運動機能の制限が残ってしまった場合、医師の指示のもと適切なリハビリを受ける必要があります。
損傷個所を視覚的に証する資料としては、X線撮影やCT、MRIなどによる画像検査を受けましょう。
また、運動障害では可動域の制限が重要な要素にもなってくるため、適切な方法による可動域検査を受ける必要があります。
いずれにせよ、症状によって必要な検査は異なってくるため、医師の指示に従いましょう。

運動障害になる可能性がある部位と原因

運動障害になる可能性がある部位は、大きく分けて「脊柱」「目(眼球)」「目(まぶた)」の3か所です。

交通事故による怪我で身体の筋肉や神経が傷ついてしまったり、骨が折れたり変形してしまうことにより、従前の可動域まで回復しなかった結果、運動障害につながります。

脊柱

脊柱の運動障害は、以下のように障害の程度によって大きく二つに分けられます。

後遺障害等級障害の程度
6級5号脊柱に著しい運動障害を残すもの
8級2号脊柱に運動障害を残すもの

これらの運動障害は、特に脊柱が圧迫骨折したり、脊椎固定術などの施術が行われることによって生じます。

後遺障害等級6級5号

「脊柱に著しい運動障害を残すもの」とは、次のいずれかによって、頸部及び胸腰部が硬直したものをいいます。

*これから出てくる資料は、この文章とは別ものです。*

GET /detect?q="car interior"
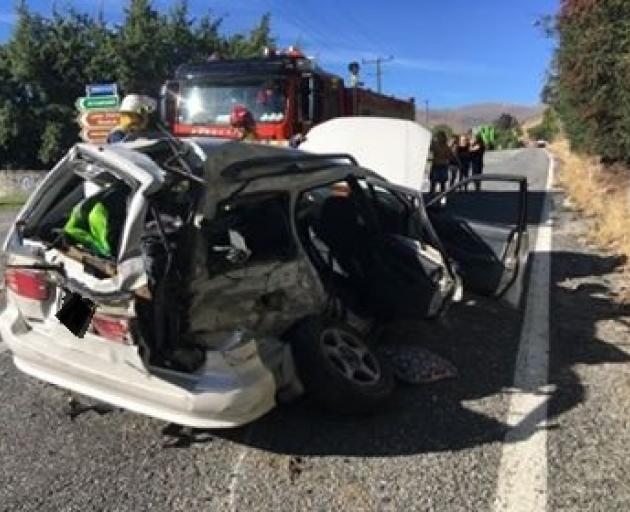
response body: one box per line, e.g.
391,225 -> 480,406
296,179 -> 443,320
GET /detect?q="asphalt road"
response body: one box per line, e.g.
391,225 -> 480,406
0,149 -> 630,511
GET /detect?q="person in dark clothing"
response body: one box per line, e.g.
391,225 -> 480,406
429,131 -> 454,194
470,135 -> 486,191
455,135 -> 470,190
448,135 -> 461,187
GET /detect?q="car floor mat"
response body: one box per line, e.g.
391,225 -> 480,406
378,344 -> 457,384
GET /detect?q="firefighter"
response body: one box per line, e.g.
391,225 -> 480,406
107,94 -> 157,143
230,105 -> 257,141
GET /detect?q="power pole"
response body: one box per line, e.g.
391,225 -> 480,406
424,100 -> 429,128
362,55 -> 394,92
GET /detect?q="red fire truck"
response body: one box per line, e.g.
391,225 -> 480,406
160,48 -> 415,144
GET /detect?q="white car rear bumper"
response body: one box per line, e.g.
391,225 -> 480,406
0,303 -> 276,428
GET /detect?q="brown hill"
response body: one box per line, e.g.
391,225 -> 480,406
416,103 -> 543,132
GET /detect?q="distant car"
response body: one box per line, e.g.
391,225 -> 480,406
0,132 -> 527,428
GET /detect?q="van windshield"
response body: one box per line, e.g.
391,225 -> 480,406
178,79 -> 287,125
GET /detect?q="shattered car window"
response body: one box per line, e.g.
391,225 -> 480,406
24,160 -> 131,260
208,193 -> 295,272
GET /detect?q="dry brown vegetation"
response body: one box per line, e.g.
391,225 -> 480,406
551,139 -> 630,288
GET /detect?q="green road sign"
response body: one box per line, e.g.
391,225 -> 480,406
75,96 -> 120,112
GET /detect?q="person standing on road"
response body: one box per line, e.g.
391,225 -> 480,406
448,135 -> 461,187
470,133 -> 486,191
455,134 -> 470,190
107,94 -> 157,144
429,131 -> 455,194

  • 頸椎及び胸腰椎のそれぞれに脊椎圧迫骨折等が存在しており、それらの症状がX線写真などで客観的に確認できること
  • 頸椎及び胸腰椎のそれぞれに治療(脊椎固定術)が行われたこと
  • 項背腰部軟部組織に明らかな器質的変化が認められること

後遺障害等級8級2号

「脊柱に運動障害を残すもの」とは、次のいずれかに該当するものをいいます。
① 次のいずれかにより、頸部又は胸腰部の可動域が平均の可動域角度の2分の1以下に制限されていること

  • 頸椎又は胸腰椎に治療(脊椎固定術)が行われていること
  • 頸椎又は胸腰椎の脊椎圧迫骨折、及びそれがX線写真などで客観的に確認できること
  • 項背腰部軟部組織の明らかな器質的変化

② 頭蓋・上位頸椎間に著しく以上な可動域制限が生じていること

目(眼球)

目(眼球)の運動障害は、下表のとおりです。

後遺障害等級障害の程度
11級2号 両眼の眼球に著しい運動障害を残すもの
12級2号1眼の眼球に著しい運動障害を残すもの

「眼球に著しい運動障害を残すもの」とは、眼球の注視野(頭部が固定された状態で眼球を運動させて直視することができる範囲)の広さが2分の1以下まで制限されていることをいいます。

平均的な注視野の広さは、片眼で見た際には各方面につき約50度、両眼で見た際には、各方面につき約45度です。

目(まぶた)

目(まぶた)の運動障害は、下表のとおりです。

後遺障害等級障害の程度
11級2号両眼のまぶたに著しい運動障害を残すもの
12級2号1眼のまぶたに著しい運動障害を残すもの

「まぶたに著しい運動障害を残すもの」とは、まぶたを開いたときに、まぶたで角膜を完全に覆うことができないこと又はまぶたを開いたときに瞳孔を完全に覆いきってしまうことをいいます。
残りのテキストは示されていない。